I am a very big fan of Mozilla’s open source browser Firefox. As I mentioned in previous posts and as I maintain on the about page Firefox has been my constant companion and main browser like forever. It has served me well with it’s great addons, speed and great inline search. With it’s latest iteration (3.0) Mozilla introduced some great features – the Awesome Bar, smart bookmarks and the amazing speed enhancements that solved most of the issues I had with version 2. As I am rather new to the Mac (4 Month) I didn’t think I would ever touch Safari – I obviously didn’t use it on Windows although I had it installed. It does not have the extensibility of Firefox and you need to hold down the command key to open a link in a new tab and not in a new browser window (!!). So when I heard Leo Laporte talk about using it himself on the Mac as his main browser I wondered what in the world would make anyone use it? In fact Leo uses the open source browser Webkit that is the core of Apples Safari and it’s single most important feature was supposedly performance. This brought me to consider Safari/Webkit again as I do occasionally experience performance problems with Firefox 3 – it still does sometime eat a lot of memory, slows down or die on me. So recently I started regularly downloading the Webkit nightly builds and using them on my MacBook Pro in tandem with Firefox and I installed the Windows version of Safari on my Thinkpad at work.
On the Mac
With the MacBook Pro the difference in performance is noticeable but not to a degree that would make me completely abandon Firefox. The thing is – Firefox usability features save a lot of time and the addons add functionality that is not available in Webkit/Safari. So although Webkit is generally faster when rendering Javascript heavy applications like Gmail, Firefox compensates by it’s features. I will use both for the foreseeable future on my Mac and I can recommend Safari as a decent main browser to anyone in need of a simple browser.
On the PC
At work I found one massive advantage to Safari as a second browser. Similarly to the Mac experience it is indeed faster then Firefox and I make heavy use of that on the Thinkpad. The thing is that I use a lot of corporate javascript based apps at work and their performance in Safari is astounding. No waiting, just click, click, click and go. I hate waiting for forms to validate or content loading CMS systems and with Safari my pain has been eased. I still use Firefox as the main browser but Safari on Windows has become a part of my daily work computing.
Thoughts
- Yes I know – we got Google Chrome now – also based on Webkit, lightning fast and also PC only and unstable. Until it’s reliability is on the level of Webkits nightly builds – no thanks.

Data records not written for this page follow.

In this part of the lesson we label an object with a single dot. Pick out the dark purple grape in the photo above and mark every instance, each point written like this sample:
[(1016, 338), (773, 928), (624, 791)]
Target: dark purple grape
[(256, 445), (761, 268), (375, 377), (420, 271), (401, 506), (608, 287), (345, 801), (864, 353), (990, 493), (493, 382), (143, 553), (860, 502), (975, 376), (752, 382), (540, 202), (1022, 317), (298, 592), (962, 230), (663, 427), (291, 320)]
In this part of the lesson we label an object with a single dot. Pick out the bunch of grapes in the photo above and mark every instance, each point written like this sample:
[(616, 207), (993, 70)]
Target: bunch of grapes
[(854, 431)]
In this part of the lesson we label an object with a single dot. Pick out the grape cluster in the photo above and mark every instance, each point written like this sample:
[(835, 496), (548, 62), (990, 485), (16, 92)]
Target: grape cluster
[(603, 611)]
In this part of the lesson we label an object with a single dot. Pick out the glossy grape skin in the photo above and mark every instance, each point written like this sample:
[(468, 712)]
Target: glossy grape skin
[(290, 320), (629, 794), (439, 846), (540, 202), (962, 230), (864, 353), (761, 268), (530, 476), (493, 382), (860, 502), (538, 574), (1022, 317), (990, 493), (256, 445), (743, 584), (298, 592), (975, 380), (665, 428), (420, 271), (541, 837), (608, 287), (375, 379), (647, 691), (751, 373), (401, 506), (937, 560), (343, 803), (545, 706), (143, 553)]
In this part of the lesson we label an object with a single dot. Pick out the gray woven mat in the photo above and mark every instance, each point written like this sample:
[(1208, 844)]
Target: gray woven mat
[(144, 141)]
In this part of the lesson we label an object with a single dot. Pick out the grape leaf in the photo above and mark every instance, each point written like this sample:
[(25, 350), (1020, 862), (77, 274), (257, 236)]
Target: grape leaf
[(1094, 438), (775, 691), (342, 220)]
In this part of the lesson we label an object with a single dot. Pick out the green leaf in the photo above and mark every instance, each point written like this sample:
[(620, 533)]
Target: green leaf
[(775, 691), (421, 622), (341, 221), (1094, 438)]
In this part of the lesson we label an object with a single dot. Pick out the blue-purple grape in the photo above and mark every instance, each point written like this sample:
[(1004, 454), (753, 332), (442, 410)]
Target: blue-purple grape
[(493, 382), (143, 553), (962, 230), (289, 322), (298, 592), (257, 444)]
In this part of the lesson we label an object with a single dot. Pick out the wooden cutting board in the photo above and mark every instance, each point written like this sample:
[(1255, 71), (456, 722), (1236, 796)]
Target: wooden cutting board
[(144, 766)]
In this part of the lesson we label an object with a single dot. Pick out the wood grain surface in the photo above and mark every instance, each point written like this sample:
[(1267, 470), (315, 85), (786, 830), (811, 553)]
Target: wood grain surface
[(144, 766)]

- Firefox also has an early 3.1 b1(and 2 actually) build that Mozilla calls Minefield. It has a greatly improved really fast javascript engine so it’s performance exceeds that of Webkit according to benchmarks. Unfortunately it isn’t reliable yet for everyday use and therefore it’s a no-no for me in the same way as Chrome
If you are on a Mac and for some reason want to skip Firefox – Safari is a great browser. Do not fear using it – I don’t.